An ectopic you might say!
Silent Night

Silent night, Foley bulb night
All is calm, all is bright 
No pitocin for mother or child 
Only accels so gentle and mild
Sleep a Benadryl peace
Sleep a Benadryl peace

Silent night, foley bulb night
Toco calm, dim the lights 
Residents gaze at tracings Cat I
Nurses hope their work will be done
Please don't ask for ice
Please don't ask for ice
The L&D song (The Christmas song-Chestnuts roasting on an open fire)

Ferning drying on the microscope 
Nitrazine so deeply blue
Pools of fluid so pearly and clear
And not a drop of mec in sight
Everybody knows
The triage will be full tonight
Moms-to-be across the board
Tiny hearts beating oh so fast
And cervixes open wide. 

They feel contractions 
On the way
They've tried to walk and walk and walk the pain away
But all the father's jokes
Are getting old
He'll never feel this pain! They start to scold...

And so I'm offering this simple phrase
To moms +1 or -2
Although it's been said many times,
many ways-
Today is baby day for you!

November 16, 2015


Sometimes your best is not enough.

Sometimes your best is not enough and the hand that holds the knife and cuts through skin and flesh and muscle is not enough, and what hurts more than anything is the hopelessness of knowing that you did everything you could. Doing everything you could doesn't feel good enough when the outcome was bad.

A stat c-section is a gamble, a Hail Mary pass, the last option when all other roads lead to disaster. It's not something undertaken lightly; it's never something we want to do. It galvanizes everyone to action and leaves hearts pounding for an hour afterward. From the moment someone flies out of the room to yell "Call anesthesia stat!" until the baby practically flies into the arms of the pediatrician, it's a headlong race against a clock where a baby's slow heartbeat ticks off seconds.

Most of the time, we get lucky.
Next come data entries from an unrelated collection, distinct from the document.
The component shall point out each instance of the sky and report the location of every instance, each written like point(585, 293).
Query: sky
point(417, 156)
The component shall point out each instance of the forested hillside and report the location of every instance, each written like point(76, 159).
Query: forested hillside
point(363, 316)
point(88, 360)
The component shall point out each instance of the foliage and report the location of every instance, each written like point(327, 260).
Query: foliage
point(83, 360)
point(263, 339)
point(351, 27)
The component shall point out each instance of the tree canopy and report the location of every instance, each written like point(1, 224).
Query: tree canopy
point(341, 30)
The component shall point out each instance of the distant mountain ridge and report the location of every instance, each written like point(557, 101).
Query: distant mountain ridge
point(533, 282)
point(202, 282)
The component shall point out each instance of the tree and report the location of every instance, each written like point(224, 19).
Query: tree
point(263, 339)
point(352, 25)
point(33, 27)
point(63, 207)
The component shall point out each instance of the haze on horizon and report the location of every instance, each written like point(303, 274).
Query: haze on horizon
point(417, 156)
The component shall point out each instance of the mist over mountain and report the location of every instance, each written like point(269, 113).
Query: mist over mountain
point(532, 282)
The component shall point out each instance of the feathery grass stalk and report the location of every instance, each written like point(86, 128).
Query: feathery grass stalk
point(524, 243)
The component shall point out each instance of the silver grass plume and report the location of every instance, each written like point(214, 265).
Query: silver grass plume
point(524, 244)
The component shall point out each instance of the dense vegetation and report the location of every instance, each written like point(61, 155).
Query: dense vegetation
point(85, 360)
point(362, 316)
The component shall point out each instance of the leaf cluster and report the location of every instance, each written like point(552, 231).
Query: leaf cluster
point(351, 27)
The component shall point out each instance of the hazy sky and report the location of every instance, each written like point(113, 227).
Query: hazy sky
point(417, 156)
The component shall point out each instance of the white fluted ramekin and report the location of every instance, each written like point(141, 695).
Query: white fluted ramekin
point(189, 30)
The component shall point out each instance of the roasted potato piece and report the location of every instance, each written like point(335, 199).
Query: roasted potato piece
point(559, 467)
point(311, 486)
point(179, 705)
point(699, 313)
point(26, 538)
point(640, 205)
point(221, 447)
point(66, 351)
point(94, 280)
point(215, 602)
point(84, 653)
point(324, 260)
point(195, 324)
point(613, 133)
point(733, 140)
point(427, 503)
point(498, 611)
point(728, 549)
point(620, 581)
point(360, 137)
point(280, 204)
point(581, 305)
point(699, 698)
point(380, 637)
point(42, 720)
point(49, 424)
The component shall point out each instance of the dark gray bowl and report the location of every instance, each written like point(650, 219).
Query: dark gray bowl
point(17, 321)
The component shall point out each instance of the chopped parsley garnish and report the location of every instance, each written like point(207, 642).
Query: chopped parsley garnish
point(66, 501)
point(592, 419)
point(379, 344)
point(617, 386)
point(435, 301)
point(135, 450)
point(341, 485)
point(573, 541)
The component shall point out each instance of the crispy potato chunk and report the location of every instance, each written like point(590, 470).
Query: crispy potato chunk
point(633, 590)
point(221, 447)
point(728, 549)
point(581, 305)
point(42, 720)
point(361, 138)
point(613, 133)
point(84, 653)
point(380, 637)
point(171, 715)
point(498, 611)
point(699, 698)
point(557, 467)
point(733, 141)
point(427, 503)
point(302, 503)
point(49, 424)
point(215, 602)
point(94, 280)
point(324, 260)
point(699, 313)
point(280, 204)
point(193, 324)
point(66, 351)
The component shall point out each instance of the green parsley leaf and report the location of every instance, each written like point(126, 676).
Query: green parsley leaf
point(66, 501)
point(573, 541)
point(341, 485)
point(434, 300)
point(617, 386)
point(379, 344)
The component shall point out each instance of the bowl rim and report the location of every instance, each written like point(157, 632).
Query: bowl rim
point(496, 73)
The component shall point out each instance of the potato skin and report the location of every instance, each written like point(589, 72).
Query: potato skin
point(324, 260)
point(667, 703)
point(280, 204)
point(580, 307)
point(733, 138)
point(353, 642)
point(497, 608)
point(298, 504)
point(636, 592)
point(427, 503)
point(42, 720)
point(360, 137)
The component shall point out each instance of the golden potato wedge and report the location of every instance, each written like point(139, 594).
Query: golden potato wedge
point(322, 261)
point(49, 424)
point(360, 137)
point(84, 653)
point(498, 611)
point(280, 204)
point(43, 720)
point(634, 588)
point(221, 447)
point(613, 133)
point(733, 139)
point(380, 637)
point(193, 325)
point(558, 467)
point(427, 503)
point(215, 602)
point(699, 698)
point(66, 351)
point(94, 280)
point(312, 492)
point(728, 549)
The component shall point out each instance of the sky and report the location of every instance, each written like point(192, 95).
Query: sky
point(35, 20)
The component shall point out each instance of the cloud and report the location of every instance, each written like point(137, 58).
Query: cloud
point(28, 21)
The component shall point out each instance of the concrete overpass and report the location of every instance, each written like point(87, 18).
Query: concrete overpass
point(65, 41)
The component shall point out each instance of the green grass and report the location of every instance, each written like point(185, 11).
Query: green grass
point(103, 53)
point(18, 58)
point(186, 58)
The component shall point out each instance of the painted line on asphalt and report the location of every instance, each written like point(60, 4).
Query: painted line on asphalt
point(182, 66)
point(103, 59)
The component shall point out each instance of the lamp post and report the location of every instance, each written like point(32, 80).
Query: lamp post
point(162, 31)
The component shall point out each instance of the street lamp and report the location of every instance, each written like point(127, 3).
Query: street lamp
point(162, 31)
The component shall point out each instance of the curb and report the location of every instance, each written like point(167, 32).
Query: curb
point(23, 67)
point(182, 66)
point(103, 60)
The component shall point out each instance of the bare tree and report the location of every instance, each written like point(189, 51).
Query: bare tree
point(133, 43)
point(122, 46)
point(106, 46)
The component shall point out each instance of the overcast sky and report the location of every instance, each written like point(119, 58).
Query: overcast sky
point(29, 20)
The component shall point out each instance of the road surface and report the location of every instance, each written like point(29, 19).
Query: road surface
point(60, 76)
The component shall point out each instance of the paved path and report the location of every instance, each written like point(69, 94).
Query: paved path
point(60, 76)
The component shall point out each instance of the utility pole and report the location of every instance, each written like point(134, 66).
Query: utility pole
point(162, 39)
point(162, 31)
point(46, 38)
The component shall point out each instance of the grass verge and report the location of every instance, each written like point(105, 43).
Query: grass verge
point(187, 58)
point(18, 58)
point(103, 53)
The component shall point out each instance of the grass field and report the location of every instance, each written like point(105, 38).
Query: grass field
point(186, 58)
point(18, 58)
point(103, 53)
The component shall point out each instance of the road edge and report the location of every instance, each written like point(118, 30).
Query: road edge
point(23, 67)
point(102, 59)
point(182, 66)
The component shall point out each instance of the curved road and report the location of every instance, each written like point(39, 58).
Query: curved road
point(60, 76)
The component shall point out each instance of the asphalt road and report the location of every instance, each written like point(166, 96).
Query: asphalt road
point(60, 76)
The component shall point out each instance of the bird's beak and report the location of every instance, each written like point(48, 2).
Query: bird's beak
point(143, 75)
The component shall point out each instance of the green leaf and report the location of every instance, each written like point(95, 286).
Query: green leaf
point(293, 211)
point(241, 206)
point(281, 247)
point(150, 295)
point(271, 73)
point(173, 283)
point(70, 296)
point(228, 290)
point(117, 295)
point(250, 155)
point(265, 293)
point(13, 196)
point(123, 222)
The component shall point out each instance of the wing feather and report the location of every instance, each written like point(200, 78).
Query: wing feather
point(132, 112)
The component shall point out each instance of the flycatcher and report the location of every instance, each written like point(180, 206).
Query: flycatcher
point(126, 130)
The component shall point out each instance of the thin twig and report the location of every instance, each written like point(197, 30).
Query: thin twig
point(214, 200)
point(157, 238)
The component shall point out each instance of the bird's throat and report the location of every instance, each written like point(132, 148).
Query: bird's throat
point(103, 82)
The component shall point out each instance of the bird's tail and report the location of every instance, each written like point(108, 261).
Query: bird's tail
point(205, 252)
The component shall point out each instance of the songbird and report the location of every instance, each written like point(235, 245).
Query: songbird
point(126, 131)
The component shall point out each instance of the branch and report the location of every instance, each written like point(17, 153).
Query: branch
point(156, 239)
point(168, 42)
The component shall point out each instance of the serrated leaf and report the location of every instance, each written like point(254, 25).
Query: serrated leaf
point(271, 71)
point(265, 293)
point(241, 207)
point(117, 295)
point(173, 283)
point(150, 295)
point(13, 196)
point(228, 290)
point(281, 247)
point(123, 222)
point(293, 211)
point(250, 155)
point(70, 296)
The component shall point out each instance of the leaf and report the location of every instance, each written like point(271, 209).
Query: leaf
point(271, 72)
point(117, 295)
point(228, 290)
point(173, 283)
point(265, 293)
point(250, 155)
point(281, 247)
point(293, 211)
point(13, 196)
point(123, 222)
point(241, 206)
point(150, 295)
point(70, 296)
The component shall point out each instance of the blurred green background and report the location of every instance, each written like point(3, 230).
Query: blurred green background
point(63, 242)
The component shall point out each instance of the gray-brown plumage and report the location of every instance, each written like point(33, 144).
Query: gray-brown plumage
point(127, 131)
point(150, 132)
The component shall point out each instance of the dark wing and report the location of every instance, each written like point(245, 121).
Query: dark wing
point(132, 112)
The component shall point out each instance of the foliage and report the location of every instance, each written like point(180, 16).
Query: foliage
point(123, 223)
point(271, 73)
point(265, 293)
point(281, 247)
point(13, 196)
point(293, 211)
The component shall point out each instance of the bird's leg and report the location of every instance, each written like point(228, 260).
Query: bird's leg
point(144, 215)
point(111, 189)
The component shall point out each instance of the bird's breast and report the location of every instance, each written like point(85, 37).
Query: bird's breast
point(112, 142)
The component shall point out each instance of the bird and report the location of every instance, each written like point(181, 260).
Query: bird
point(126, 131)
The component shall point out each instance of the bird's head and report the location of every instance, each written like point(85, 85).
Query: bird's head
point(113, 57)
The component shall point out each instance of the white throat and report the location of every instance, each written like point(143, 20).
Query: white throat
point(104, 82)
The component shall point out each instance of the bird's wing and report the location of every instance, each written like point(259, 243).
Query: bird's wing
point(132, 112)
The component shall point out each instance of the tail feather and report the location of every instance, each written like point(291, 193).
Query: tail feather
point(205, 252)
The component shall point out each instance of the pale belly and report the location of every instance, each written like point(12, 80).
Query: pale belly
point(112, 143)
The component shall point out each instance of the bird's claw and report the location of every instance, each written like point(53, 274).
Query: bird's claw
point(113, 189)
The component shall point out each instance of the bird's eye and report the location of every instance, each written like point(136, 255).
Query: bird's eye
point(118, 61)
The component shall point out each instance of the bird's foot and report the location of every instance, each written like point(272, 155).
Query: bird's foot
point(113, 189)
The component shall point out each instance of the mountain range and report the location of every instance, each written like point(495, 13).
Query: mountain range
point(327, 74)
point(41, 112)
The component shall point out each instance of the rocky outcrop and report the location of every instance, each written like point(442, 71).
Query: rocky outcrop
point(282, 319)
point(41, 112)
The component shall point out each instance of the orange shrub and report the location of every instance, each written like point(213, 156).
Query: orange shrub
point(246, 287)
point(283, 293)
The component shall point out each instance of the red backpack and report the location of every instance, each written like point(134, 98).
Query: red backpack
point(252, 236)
Babies are resilient; the wonders of medicine are enough to produce miracles more consistently than saints. But even with ultrasound and advanced fetal testing and genetics we cannot predict the things that take that resiliency away. We cannot predict the cord that wraps too tightly around a neck; even if we could, we can't do anything about it. We cannot predict - sometimes we cannot even name - what causes tiny kicks to cease without warning.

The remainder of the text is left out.